Living with price hikes: the faces of coping
By Gina Mission

ristina Balamad, 33, a mother of three children, recalls how in the last quarter of 1998, the prices of basic commodities soared. "From sugar to cooking oil to rice to soy sauce, everything increased in prices," she narrates in Tagalog.

___She attributes the rise in the prices of commodities to the peso’s devaluation. "The dollar was around P40 that time and every time you buy something and complain why the goods are very expensive, people would tell you it’s because of the dollar," she continues.

___A veteran fish vendor in one of the wet markets of Kalookan City for 12 years now, Cristina has been able to send her eldest child to a private high school. The second child is enrolled in a private elementary school. Her youngest, just eight months old, is taken care of by a yaya. Her husband works as a family driver in Manila. Cristina herself earns a minimum of P500 per day.

___Now that the dollar is down to an average value of P38, prices of commodities, at least for Cristina, are "back to normal" again. In fact, she even observes a decrease in the prices of goods. "Sugar is cheaper than it was last December," she says.

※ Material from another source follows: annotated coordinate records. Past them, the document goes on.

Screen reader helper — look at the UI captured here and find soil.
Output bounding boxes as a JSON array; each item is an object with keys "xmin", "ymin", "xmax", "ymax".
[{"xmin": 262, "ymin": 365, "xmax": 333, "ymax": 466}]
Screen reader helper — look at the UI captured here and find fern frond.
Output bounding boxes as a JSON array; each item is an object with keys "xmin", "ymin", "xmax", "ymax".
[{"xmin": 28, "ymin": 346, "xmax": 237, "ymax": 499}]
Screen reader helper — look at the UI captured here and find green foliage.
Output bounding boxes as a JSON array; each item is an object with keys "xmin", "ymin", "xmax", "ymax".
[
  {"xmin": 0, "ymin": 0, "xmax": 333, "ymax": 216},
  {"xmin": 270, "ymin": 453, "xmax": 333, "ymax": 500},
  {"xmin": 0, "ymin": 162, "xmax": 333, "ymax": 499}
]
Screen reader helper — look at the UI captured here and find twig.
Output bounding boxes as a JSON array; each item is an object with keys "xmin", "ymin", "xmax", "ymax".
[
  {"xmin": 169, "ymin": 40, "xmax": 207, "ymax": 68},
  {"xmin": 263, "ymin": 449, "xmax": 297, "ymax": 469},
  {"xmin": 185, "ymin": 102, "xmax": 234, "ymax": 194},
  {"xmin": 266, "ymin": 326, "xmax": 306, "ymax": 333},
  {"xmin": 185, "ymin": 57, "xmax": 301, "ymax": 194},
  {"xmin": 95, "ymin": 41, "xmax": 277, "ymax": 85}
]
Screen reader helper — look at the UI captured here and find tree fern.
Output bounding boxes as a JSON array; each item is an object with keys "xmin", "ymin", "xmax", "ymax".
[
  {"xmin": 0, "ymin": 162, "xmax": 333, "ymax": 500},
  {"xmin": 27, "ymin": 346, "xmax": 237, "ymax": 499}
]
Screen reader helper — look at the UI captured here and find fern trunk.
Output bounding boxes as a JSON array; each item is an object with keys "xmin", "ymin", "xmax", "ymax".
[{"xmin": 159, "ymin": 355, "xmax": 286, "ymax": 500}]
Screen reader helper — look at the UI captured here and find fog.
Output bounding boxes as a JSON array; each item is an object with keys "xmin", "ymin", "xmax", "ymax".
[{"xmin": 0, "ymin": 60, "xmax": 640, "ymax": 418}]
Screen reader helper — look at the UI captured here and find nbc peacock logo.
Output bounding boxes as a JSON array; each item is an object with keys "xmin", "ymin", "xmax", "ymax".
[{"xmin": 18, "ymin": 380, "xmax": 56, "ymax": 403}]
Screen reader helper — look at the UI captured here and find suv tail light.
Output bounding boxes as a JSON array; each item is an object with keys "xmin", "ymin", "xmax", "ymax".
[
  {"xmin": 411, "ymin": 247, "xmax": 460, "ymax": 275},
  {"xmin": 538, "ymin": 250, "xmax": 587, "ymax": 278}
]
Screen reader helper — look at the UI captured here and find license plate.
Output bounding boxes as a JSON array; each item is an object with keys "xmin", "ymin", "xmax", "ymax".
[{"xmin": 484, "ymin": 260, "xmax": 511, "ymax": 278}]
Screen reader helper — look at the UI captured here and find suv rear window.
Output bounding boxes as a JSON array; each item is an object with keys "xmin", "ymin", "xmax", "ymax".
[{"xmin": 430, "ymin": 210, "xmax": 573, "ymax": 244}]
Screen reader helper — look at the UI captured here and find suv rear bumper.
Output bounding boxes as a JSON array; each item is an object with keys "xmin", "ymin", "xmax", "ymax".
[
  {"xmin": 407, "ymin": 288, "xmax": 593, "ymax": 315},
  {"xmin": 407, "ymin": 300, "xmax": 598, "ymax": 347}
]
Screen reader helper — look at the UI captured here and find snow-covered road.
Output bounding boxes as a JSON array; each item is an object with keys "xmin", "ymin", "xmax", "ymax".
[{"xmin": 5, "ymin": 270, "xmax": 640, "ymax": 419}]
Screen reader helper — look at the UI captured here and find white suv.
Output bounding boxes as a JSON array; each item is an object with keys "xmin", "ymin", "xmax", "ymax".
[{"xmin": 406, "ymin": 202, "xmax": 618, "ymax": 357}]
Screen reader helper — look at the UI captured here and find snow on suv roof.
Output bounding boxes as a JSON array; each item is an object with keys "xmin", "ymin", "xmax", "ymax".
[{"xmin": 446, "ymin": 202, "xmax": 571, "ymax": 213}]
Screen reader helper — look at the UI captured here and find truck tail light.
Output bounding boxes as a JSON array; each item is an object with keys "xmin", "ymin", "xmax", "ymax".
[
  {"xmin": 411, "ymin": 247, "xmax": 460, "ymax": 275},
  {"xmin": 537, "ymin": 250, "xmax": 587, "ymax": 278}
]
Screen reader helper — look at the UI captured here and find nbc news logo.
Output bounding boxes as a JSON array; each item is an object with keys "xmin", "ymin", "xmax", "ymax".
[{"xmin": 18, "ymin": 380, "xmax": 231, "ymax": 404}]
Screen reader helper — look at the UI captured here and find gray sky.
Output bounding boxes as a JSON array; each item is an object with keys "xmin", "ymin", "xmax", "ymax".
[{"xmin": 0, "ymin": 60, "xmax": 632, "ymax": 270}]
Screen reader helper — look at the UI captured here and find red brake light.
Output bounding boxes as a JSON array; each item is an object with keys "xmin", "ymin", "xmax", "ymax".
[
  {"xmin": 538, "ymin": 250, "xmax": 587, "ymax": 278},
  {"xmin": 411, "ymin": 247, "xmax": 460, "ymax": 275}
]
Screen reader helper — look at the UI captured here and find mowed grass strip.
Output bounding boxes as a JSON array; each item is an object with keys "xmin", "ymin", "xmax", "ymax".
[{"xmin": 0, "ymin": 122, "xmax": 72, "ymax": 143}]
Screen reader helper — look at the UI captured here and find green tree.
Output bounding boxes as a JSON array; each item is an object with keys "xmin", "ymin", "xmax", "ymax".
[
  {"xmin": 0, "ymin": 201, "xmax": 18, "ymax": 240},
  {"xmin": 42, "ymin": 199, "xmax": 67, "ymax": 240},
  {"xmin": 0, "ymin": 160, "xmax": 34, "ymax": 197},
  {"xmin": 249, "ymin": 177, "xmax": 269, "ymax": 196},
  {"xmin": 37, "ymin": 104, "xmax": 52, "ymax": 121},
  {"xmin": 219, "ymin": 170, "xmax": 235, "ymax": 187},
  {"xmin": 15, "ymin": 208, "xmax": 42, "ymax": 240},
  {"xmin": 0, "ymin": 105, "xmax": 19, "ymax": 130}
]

___As a fish vendor, she doesn’t have a problem bargaining for a good price of fish and other livestock products. For one, fish and meat vendors, just exchange each other’s wares. "All a vendor does is say that she wants bangus today, and she’ll be given some," she explains. "Everybody does the same with the other vendors," she adds. "If you want to eat something, just ask," she announces.

___All in all, Cristina finds life not too hard, despite the fact that neither she nor her husband had finished higher education. And despite the recent oil price hikes. "As long as the dollar doesn’t get expensive again, I think my family will be okay," she says, adding that her family live a simple lifestyle.

___Romy and Adoracio Baņa, however, are not in the same boat as Cristina.

___For sharing the same minimally-skilled, minimally-educated family background, Adoracion seems not as fortunate as Cristina. Her husband, Romy Baņa, a jeepney driver, has been earning less and less.

___"Until this March, Romy has been earning a daily average of P300-P350," she reveals. But now, Adoracion says that he can hardly give her P200 per day. The culprit? "Oil price hikes," husband and wife say in unison.

___Romy reveals that since February, prices of petroleum products have increased by almost a peso. Since he doesn’t own the jeepney he drives, P400 of his gross earning goes to the jeepney operator. On the average, he consumes 20 liters of gasoline per day. "This is almost P600 off my monthly income," he complains.

___Compounding the issue is the domino effect of oil price hike on prices of other products. Prices of all transported goods rise soon after. And as fuel for generating electricity becomes more costly, electric rates also rise, thereby increasing the prices of products produced by factories. Naturally, workers would demand wage increases. The company either complies, increasing its production costs, which in turn forces it to increase the prices of its products. Or the company collapses, and everybody suffers.

___To top it all, the oil price hikes happened at a time when schools are on vacation, further worsening its effects on jeepney drivers. "There just aren’t that many passengers these days," Romy laments.

___Being self-employed, Romy doesn’t run the risk of being jobless. But as a driver, he and his family still feel the effects of oil price increases.

___The National Statistics Office has pegged the daily cost of living for a family of six in Metro Manila at P438. Romy’s present earning is not even half of that. And while he knows that jeepney drivers and operators can just follow everyone else and increase their fares, he doesn’t believe that would solve the problem.

___"If we increase the fare as a way of getting back the money we lose to the additional oil prices, it would just be like passing on to other people the government’s responsibility," Romy says. "And as we know very well, most jeepney commuters are poor people like us," he adds. "It won’t be fair passing the burdens on to them when we know that their minimum wage has not increased, and is even lower than the daily cost of living."

___The way to do it, according to Romy, is for the government to demand a rollback in the prices of petroleum products. "The government should assert itself. It should regulate the oil industry again. It should listen to its people," he says.

___As the militant PISTON, an association of jeepney drivers and operators say: "The oil companies have no right increasing their prices as they purchased their raw materials at a lower price."

___On April 23, PISTON has submitted its position paper to the Energy Regulatory Board (ERB), Malacaņang, and Caltex, Shell, and Petron. The way PISTON sees it, the oil companies responded by further increasing their prices. ERB seems to have lived to its present role of a decorative government agency. Malacaņang is giving PISTON the silent treatment.

___As Malacaņang, ERB and the oil companies are taking their time doing what their usual business and ignoring people’s pleas, Romy’s family is living on a daily rice-and-dried fish subsistence. Today, he has another worry looming: his rent is due tomorrow and he has not been able to raise the P3,000 rent money yet.